The veteran broadcaster has received an honorary award at America’s Peabody Awards, the oldest broadcasting awards in the world. Black Mirror and The Honourable Woman also score for British TV.

16 April 2015

By Steve Bryant

Conquest of the Skies (2015)

Veteran broadcaster and naturalist Sir David Attenborough was announced earlier this week as this year’s winner of a prestigious personal Peabody Award. The rare personal award recognises outstanding individual contributions and careers in broadcasting. Previous recipients have included news legends Edward R. Murrow and Walter Cronkite, broadcasting giants like Oprah Winfrey, Ted Turner and Alistair Cooke, producer Lorne Michaels (Saturday Night Live), filmmaker Frederick Wiseman and entertainers Bob Hope and Carol Burnett.
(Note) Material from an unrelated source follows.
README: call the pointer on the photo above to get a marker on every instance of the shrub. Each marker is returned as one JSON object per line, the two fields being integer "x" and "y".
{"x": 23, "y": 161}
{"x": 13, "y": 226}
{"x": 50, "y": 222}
Peabody Awards are given to television and radio programmes and series of excellence, and there were two British productions among the nine winners in the entertainment category, announced on the 16 April edition of Good Morning America: Hugo Blick’s dramatic mini-series The Honourable Woman (shown here on BBC2 and in the USA on the Sundance Channel) and Charlie Brooker’s sci-fi anthology Black Mirror (Channel 4/Netflix).

Also among the winners were several shows featuring British performers: the topical satire Last Week Tonight with John Oliver and the drama series Fargo (Martin Freeman) and The Knick (Clive Owen). British viewers have already had the chance to see these series, while another winner, Jane the Virgin, debuts on E4 on 22 April.

The Peabodys, administered by the University of Georgia, are the oldest awards for broadcasting in the world. They were established in 1941 with the intention of giving the worlds of radio and television their own equivalent of a Pulitzer Prize and have expanded in recent years to cover all forms of electronic media.

The awards board of 17 jurors, which I have had the privilege to sit on for five years, and which includes distinguished American academics, critics, broadcasters, journalists and media experts, met in Athens, Georgia last week to finalise this year’s list of winners. Every award-winner needs the unanimous approval of the board and the award is much prized in American broadcasting circles and beyond.